International Women’s Day (8th March) is a good time to highlight that women’s health needs to be more of a priority for employers.
Common conditions such as endometriosis which affects 1 in 10 women in the UK; the menopause; mental health including post-natal depression and peri-menopausal anxiety and fertility issues are frequently unrecognised in the workplace and there is often a stigma around talking about female health issues despite the rising number of women in the workplace.
The Office for National Statistics estimates that more than two-thirds (72%) of women aged 16-64 are employed (September to November 2020), this is an increase from 52.8% in the first quarter of 1971 when ONS first began recording this data.
Cheryl Brennan says, “Women have made great strides in the workplace, but there are still barriers to overcome and health issues can be one of them. Many common conditions that impact women are still not talked about in the workplace, which can leave them suffering in silence and reluctant to turn to their manager because they are not sure of the reaction they will receive.
“Women’s health issues can be embarrassing for both men and women to talk about, and women may feel self-conscious raising them, especially if their manager is male. This could negatively impact their productivity and hamper their careers and future development.’’
“Women can have added pressures from managing caring responsibilities too. With some choosing to have children later in life, they are often juggling a young family, whilst caring for elderly parents and relatives. This could also coincide with the onset of menopause, adding additional physical and emotional challenges.”
“For companies this can mean they are not getting the best out of a large proportion of their workforce; it may lead to increased absenteeism or presenteeism with the additional costs this involves as well as developing a reputation as an employer that doesn’t care about its female staff.’’

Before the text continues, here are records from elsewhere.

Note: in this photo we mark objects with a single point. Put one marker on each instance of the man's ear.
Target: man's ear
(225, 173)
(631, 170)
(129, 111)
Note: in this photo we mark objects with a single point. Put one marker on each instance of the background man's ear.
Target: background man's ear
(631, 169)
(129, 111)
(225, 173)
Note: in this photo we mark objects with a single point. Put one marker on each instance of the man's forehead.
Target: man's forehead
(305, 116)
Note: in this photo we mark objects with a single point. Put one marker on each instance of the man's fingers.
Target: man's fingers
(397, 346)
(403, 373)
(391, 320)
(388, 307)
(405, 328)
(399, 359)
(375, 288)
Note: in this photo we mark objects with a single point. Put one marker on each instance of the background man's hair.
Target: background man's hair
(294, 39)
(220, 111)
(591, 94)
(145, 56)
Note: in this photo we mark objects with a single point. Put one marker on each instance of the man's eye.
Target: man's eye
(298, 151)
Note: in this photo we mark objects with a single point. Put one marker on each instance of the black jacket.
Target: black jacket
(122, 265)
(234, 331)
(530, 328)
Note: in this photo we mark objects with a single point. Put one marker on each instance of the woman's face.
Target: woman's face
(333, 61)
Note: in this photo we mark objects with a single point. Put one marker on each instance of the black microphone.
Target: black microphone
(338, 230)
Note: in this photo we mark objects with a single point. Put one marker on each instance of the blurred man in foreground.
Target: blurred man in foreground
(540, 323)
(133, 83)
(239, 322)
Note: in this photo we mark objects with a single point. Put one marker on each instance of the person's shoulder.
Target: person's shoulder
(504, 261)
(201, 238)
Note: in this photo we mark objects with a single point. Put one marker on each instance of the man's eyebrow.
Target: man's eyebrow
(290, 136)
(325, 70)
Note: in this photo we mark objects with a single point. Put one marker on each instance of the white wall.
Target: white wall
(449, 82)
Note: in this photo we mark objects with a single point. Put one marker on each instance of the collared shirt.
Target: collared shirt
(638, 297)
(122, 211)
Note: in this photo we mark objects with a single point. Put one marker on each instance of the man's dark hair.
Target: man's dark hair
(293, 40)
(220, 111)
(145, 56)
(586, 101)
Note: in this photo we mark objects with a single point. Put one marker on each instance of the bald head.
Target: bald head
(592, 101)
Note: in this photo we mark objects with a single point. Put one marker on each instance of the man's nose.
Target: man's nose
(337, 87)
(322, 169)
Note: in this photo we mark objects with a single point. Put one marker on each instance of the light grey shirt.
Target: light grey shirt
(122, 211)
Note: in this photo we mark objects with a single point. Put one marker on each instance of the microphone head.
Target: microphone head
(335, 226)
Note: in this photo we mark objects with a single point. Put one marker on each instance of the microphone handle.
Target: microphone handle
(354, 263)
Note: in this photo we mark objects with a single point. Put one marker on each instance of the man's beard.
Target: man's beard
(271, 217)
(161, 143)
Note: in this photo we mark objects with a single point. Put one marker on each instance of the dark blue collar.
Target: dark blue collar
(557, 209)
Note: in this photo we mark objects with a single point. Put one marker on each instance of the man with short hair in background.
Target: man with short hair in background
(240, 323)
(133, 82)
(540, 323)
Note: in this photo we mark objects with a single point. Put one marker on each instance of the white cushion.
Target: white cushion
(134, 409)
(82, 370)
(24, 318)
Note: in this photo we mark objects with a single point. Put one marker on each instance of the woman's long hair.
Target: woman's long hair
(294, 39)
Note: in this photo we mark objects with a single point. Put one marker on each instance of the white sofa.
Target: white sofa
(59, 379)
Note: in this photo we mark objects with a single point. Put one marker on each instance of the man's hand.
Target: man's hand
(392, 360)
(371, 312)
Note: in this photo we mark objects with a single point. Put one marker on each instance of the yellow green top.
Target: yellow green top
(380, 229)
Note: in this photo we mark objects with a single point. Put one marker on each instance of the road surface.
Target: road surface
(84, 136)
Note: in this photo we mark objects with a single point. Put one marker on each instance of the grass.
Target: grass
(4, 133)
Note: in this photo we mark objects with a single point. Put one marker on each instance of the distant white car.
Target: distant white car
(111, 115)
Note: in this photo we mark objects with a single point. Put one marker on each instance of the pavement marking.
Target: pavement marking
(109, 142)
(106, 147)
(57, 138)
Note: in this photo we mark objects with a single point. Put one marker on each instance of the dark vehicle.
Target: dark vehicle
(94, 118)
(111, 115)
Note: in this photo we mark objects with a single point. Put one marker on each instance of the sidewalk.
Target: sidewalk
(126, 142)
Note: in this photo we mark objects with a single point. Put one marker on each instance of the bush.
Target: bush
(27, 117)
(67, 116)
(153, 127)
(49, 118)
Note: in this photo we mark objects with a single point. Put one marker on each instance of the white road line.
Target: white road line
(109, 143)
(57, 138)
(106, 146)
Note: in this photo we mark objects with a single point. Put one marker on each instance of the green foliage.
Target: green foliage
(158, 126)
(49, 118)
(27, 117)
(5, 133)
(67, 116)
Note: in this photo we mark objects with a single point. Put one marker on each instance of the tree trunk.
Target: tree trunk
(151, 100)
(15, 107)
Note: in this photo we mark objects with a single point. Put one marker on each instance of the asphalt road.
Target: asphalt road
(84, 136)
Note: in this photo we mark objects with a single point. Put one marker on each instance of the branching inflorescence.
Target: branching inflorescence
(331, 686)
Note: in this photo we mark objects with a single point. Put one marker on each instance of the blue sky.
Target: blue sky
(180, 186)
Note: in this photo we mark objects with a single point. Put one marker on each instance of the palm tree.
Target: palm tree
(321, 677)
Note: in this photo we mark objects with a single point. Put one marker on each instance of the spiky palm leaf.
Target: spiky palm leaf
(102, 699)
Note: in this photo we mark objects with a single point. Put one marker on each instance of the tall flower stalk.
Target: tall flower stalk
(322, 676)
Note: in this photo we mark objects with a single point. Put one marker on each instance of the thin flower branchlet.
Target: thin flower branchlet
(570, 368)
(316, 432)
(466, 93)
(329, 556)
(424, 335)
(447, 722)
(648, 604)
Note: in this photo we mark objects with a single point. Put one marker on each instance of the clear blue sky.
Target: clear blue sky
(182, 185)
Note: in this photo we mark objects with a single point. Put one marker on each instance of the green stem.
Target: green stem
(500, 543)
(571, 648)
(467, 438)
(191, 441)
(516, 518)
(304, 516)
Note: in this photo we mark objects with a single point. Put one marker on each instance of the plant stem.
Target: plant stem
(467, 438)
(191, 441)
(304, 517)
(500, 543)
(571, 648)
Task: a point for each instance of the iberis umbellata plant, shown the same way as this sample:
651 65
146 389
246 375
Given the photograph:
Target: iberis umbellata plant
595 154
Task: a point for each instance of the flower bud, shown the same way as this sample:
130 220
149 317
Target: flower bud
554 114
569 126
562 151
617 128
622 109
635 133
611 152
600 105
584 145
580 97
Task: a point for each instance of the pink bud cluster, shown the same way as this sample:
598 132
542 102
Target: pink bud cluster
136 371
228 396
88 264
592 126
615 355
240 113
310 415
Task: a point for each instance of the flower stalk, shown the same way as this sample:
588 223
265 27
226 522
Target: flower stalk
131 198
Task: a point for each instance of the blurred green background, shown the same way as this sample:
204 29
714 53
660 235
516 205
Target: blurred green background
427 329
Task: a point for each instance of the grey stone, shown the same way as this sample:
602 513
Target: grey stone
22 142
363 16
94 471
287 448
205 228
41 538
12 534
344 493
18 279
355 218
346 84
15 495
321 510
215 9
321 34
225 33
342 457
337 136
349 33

“In the end this could mean they lose valuable female talent from the business and have difficulty recruiting. It could also further widen already established gender pay gaps. This is not good for business or reputation. On International Women’s Day we are calling on employers to offer more support for women’s health and create a culture where there is no stigma to discussing issues such as menopause, mental health and fertility.”
The COVID-19 pandemic has highlighted other health risks for women. Before the pandemic it was reported that cervical cancer was on the rise in young women and deaths from breast cancer are set to rise by 2022. However, the pandemic has caused almost 1 million women to miss breast screening and almost a third to miss cervical screening
Cheryl Brennan adds, “Women’s cancer could rise more than predicted in the next few years because of screening delays or the reluctance of women to see their GP if they were experiencing symptoms because of the pandemic. Men will also be affected for some cancers so employers should take action now and consider offering cancer screening programmes as part of their overall benefits strategy.”
Here are some top tips on how employers can help:
- Remember women have a unique set of health and wellbeing requirements and a one size fits all approach is unlikely to help
- Review existing policies and processes – around sickness, maternity leave, flexible working and health and safety to ensure that women’s health conditions are considered
- Train and educate line managers in the different types and the potential impact of health conditions women face. This will enable them to have supportive conversations and ensure women can raise and discuss their symptoms/concerns
- Consider flexible working, condensed hours and working from home to help women if they have a health issue or are struggling with childcare
- Provide equal pay – while this may not happen overnight, where gender pay gaps have been identified, a clear action plan is required to redress the balance
- Provide healthcare information covering women’s health issues and the treatments available
- Remind women of support available – whether through benefits such as EAPs, virtual GPs and PMI cover or other sources, such as charities
- If you offer health assessments for employees, include gender specific tests
- Ask female employees what healthcare support and benefits they would like
Christine Husbands, Managing Director of RedArc adds, “As well as looking after women’s physical health, employers also need to provide emotional support. Employers may have support services in place, but they should check these can be tailored for women around what can often be very personal and sensitive subjects. General counselling is unlikely to help.”